Mentor-Protégé Program

A mentor in the 8(a) mentor-protégé program may have three protégés at one time. Mentor-protégé joint ventures would be considered small businesses for subcontracts as well as prime contracts.

Protégés would be allowed two mentors if the second mentor has expertise that the first one lacks. No 8(a) firm could serve as a mentor and a protégé at the same time.

Other Provisions

*The rule imposes new restrictions on consultants and other representatives working for 8(a) firms. It prohibits arrangements giving the representative a percentage of contract value.

*The disadvantaged manager of an 8(a) company must live in the United States and spend part of each month physically present at the company’s principal place of business to ensure that he or she is actually running the company.

*If an 8(a) owner is called to active duty in the armed forces, he or she could temporarily suspend participation in the 8(a) program without penalty.

*An agency that awards an 8(a) contract is responsible for oversight of the contractor, including its compliance with 8(a) rules. This clarification responds to criticism by the Government Accountability Office that the lines of responsibility for oversight were blurry.

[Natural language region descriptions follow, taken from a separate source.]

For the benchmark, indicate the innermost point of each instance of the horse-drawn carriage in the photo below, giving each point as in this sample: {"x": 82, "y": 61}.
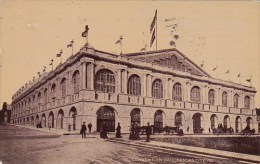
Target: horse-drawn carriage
{"x": 222, "y": 130}
{"x": 159, "y": 130}
{"x": 248, "y": 131}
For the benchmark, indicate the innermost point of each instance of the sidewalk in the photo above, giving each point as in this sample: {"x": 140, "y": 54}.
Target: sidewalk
{"x": 161, "y": 145}
{"x": 192, "y": 149}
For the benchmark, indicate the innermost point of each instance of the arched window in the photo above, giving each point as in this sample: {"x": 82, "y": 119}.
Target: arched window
{"x": 177, "y": 92}
{"x": 45, "y": 95}
{"x": 75, "y": 81}
{"x": 105, "y": 81}
{"x": 134, "y": 85}
{"x": 157, "y": 89}
{"x": 224, "y": 98}
{"x": 247, "y": 102}
{"x": 211, "y": 97}
{"x": 53, "y": 89}
{"x": 195, "y": 95}
{"x": 63, "y": 87}
{"x": 236, "y": 97}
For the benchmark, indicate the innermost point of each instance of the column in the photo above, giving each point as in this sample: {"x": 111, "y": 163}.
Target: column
{"x": 119, "y": 81}
{"x": 144, "y": 85}
{"x": 83, "y": 75}
{"x": 149, "y": 86}
{"x": 166, "y": 89}
{"x": 90, "y": 76}
{"x": 170, "y": 87}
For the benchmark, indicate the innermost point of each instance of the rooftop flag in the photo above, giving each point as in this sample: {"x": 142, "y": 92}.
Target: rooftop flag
{"x": 153, "y": 30}
{"x": 214, "y": 69}
{"x": 227, "y": 72}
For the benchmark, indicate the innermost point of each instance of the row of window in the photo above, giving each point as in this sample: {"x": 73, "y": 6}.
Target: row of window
{"x": 105, "y": 82}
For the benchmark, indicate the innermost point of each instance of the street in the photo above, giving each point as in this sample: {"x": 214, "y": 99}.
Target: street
{"x": 22, "y": 145}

*Members of an 8(a) partici-pant’s immediate family would be permitted to own other 8(a) companies as long as they are in a different industry, the family member is qualified to run the company and the family member can show that his company is separate and independent.

The current rule prohibits family members from owning more than 20% of another 8(a) firm. SBA said it believes “this narrow exception” is justified and will only apply to a few companies.